When we do see portrayals of lunch ladies in popular culture, they are often portrayed as one-dimensional. This undermines our ability to consider lunch ladies as partners in improving children’s school meals. Based on a media content analysis, I have found that lunch ladies are more often than not portrayed as villains. To take one example, in the acclaimed science-fiction television show, Buffy the Vampire Slayer, the episode entitled “Earshot” from season three portrays a lunch lady. In this episode Buffy gains the power to hear people’s thoughts. While testing her new ability around school, Buffy hears a voice say, “this time tomorrow, I’ll kill you all,” without recognizing or seeing who it could be. Her and her companions search for this would-be killer. Eventually, Xander, one of Buffy’s closest friends, finds a lunch lady putting rat poison into the food. Buffy comes to the rescue and is able to save the student body from the lunch lady. This villainous portrayal highlights how lunch ladies are rendered incapable for improving school food and being partners in this national conversation.

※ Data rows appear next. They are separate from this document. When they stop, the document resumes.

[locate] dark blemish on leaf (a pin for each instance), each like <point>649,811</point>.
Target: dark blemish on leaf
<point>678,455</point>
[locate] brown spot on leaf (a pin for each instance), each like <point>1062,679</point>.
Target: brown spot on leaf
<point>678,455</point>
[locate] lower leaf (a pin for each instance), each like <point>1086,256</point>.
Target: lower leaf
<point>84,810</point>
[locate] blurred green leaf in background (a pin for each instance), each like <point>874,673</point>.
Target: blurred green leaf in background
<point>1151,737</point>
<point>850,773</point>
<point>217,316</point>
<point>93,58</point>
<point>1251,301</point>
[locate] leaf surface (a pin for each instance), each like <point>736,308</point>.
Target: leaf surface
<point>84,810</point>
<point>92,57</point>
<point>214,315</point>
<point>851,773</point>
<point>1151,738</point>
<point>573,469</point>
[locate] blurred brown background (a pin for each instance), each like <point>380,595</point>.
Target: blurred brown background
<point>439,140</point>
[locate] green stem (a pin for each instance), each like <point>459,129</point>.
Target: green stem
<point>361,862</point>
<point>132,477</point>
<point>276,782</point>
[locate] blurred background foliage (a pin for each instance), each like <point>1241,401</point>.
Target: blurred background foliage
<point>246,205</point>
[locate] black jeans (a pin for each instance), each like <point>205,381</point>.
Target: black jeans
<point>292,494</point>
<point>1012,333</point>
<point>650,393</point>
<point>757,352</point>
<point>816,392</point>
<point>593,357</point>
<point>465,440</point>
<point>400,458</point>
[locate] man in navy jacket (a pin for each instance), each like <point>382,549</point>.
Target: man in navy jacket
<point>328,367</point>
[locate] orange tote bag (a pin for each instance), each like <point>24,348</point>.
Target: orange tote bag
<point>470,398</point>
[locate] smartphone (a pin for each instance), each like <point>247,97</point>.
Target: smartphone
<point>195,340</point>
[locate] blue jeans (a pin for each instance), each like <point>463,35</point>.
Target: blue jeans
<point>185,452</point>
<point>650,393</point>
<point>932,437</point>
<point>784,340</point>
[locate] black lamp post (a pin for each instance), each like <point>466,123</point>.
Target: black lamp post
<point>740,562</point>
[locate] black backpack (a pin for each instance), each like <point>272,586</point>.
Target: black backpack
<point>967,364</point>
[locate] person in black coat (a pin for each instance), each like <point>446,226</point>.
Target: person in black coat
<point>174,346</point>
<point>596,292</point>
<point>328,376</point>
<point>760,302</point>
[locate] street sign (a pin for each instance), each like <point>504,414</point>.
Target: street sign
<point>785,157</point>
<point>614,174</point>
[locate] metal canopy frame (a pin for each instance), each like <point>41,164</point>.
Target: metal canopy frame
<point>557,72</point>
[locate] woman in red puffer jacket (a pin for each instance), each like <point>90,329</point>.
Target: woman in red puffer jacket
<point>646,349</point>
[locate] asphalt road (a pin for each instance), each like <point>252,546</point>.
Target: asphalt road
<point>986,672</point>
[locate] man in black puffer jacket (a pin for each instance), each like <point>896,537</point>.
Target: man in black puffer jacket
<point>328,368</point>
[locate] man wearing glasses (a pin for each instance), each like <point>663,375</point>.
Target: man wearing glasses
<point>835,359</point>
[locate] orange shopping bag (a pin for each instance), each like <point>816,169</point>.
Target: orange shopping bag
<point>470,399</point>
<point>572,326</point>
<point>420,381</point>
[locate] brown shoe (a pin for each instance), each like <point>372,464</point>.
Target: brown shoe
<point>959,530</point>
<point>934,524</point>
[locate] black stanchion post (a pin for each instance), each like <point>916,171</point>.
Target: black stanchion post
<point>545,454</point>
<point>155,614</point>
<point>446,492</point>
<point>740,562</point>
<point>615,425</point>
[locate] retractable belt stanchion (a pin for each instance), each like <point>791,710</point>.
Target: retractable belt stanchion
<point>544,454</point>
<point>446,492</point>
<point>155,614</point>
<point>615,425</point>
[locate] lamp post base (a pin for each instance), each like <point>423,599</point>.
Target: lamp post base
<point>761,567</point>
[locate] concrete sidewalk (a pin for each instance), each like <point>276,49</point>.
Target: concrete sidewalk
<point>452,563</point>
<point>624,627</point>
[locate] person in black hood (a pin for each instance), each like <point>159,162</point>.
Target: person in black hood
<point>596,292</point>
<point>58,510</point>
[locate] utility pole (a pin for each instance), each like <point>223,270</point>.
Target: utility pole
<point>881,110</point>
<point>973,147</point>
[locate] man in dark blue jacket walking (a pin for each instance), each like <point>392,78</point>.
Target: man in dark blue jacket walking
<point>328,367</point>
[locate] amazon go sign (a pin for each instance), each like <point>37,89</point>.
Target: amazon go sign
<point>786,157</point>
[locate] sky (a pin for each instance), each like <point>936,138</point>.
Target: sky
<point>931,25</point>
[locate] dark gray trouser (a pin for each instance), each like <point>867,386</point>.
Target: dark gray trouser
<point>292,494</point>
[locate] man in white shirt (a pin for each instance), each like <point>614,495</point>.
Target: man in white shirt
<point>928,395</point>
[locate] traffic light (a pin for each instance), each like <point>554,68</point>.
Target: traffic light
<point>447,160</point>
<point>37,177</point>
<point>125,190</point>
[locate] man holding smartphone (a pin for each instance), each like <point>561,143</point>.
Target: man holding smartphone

Additionally, lunch ladies are also seen as unkempt and unhealthy, suggesting that her poor health also makes her an undesirable partner in improving school food. To take another example, consider the now infamous Saturday Night Live skit performed by Adam Sandler entitled “Lunch Lady Land” with an accompanying skit by Chris Farley. Farley dances around the stage while Sandler strums the song that describes the various foods she serves. Although Sandler acknowledged the work of a lunch lady, his portrayal was problematic. For one, Sandler’s characterization describes the Lunch Lady in his song as unattractive when he sings, “Well I wear this net on my head…cuz my red hair is fallin’ out / I wear these brown orthopedic shoes cuz I got a bad case of the gout.” He further goes on to sing, “And my breath reeks of tuna and there’s lots of black hairs comin’ out of my nose.” Secondly, the fact that Farley, who appears as an overweight masculine figure, was chosen to be a good representative of Lunch Ladies, indicates that this image of the overweight, unattractive, more masculinized figure is resonant. Lastly, Sandler continues to describe the scene in which different food items “beat up” the lunch lady. The lunch lady finally asks, “what did I do to make you all so mad?” “You got flabby arms and your breath is bad” was the response of the food to Farley. Ultimately, the food beats up the lunch lady because of her poor cooking and appearance, thus again rendering her an unlikely partner in the fight towards healthy school meals.
Despite how the media has portrayed lunch ladies as unlikely partners, my research found that they do actively promote children’s health. Since October of 2013, I have spent over 425 hours at three school kitchens in a midsize city in the Mid-West – an elementary, middle and a high school, looking at the work of preparing and serving meals. My data collection includes working along side lunch ladies, as well as interviews.
Many of the school food service employees I interact with communicate how important it is to them to be promoting and cooking healthy school meals. For example, one day I was sweeping the floors at an elementary school when I heard one employee, named Vivian, communicate to another employee, Stacey, that she didn’t like how the apple slices on the salad bar were looking. Despite having put them in lemon juice, the apples were quickly turning brown. Stacey looked at the apples and said, “But they tasted so good. I had some for lunch.” Viviane nodded in agreement. Stacey continued to say, “But with these kids, sometimes it’s all about how things look.” This example is just one of many I’ve documented showing that lunch ladies do actively promote children’s health and can be partners in the national conversation and changes to the National School Lunch Program.
When lunch ladies are represented in the media they are often one-dimensional and problematic. Not only do these images suggest that lunch ladies are villains, but they are also unattractive and unhealthy, thus, unable to be likely partners in improving school meals. As the school year is underway, school administrators and parents should try not to forget about the lunch ladies, who so often go invisible. I hope that the next time you bring your child to school or pack their lunch or send them off with milk money that you remember those who are on the other side of the counter trying their best to provide healthy school meals.
Ashley Vancil-Leap is a PhD. candidate in sociology at the University of Missouri.